Günter Kühnlein muss sich konzentrieren. „Moment, wann waren wir in Rostow? Genau. Das war doch erst gestern!“ Man kann sich schon etwas vertun mit den Städten in einem großen Land wie Russland. Nach Moskau und Nischni Nowogorod haben die WM-Fans aus Schondra und Hammelburg auch den knappen Sieg von Uruguay gegen Saudi-Arabien in der Stadt am Don gesehen. Von dort sind sie im Nachtzug weiter ans Schwarze Meer nach Sotschi: achteinhalb Stunden und 600 Kilometer.
Im Vorfeld der WM war viel über gewaltbereite Fans zu lesen in allen Zeitungen. „Wir haben rein gar nichts davon gemerkt hier bei diesen Spielen. Im Gegenteil. Alles ist friedlich“, erzählt der Schondraer erneut. Das Spiel der Urus gegen die Saudis war offensichtlich ein Hochsicherheitsspiel. „Da mussten wir schon an martialischen Raketenwerfern vorbei, bis wir ins Stadion kamen.“
Kühnlein glaubt, dass das alles mit der Fan-ID zusammenhängt, die alle Besucher lösen mussten, bevor sie nach Russland kamen. Sie muss in jedem Hotel, vor jeder Zugfahrt oder jedem Flug gezeigt werden. „Da können die Behörden schon viele Fans präventiv selektieren“, sagt er.
Die Preise in Russland seien insgesamt günstiger als in Deutschland. „Für eine Taxifahrt zahlst du vier, fünf Euro; ein üppiges Essen kostet ähnlich wie bei uns.“ Überhaupt: Von den landestypischen Speisen sind die Rhöner begeistert. „Wir haben überall gut gegessen.

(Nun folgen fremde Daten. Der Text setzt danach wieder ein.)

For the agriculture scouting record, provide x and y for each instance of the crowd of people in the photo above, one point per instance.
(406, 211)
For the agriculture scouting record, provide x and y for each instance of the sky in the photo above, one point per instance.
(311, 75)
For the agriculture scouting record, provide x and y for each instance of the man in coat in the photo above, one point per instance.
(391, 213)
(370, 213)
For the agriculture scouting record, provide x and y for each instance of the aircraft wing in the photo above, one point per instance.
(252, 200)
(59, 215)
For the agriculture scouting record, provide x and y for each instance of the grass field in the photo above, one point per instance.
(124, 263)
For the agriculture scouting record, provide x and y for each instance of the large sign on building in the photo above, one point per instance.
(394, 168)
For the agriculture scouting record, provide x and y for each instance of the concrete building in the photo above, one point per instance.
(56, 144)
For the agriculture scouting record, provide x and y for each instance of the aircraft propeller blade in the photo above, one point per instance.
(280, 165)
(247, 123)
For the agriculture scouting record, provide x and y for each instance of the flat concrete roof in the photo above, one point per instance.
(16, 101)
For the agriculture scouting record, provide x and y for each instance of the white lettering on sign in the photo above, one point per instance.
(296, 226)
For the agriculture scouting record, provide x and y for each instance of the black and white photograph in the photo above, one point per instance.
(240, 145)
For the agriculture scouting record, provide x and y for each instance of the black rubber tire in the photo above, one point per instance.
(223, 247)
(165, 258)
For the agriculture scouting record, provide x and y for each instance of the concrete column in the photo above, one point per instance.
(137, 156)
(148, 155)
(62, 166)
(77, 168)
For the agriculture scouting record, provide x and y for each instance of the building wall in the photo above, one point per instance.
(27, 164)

In Rostow aber gehörten die Lammspieße und die scharfen Suppen zum Bestem bisher.“ Einzig in den Hotels müsse man etwas Abstriche machen, so die Beobachtungen.
Auch die Städte seien alle sehr sauber, das Abfall-System mit Mülltrennung funktioniere sehr gut. Und sollte mal etwas schief gehen, hilft sogar die Polizei weiter. Als Kühnlein und ein Freund mit dem Bus in Rostow vom Stadion zum Hotel gefahren sind, wurden sie ein, zwei Kilometer vor der Unterkunft herausgelassen. „Wir wussten erst nicht, wohin. Sahen dann aber Licht in einer Werkstatt und fragten da nach unserem Weg. Das bekam eine Polizeistreife mit und hielt vor der Werkstatt an“, erzählt der 59-Jährige.
„Mit Händen und Fingern erklärten wir den Weg zu unserem Hotel. Und als mein Kumpel fragte, ob die Polizei uns nicht gleich selbst dorthin fahren könne, haben sie es sofort gemacht!“, lacht Günter Kühnlein. Überhaupt sind die Rhöner angetan von der Gastfreundlichkeit der Russen.
Mit den Russen gefeiert
„Wir haben den Achtelfinaleinzug der Russen mit ihnen gefeiert. Das war super, auch wenn es einen starken Wodka gab“, erzählt er. Die Russen würden momentan mitfiebern, dass die DFB-Elf ihr Spiel gegen Schweden gewinnt. „Die stehen voll hinter unserer Mannschaft“, hat der Schondraer erkannt. Und: „Sie wollen ständig alle mit uns Bilder machen!“ Vor dem Spiel gegen Schweden ist ihm nicht Bange. „Ich habe in Moskau bei der Niederlage den Spielern direkt in die Augen geschaut. Da war eine absolute Leere. Jetzt sind sie wieder da, da bin ich mir sicher.“ Zumal die Deutschen in Sotschi auf den Beistand von den russischen Fans hoffen dürfen.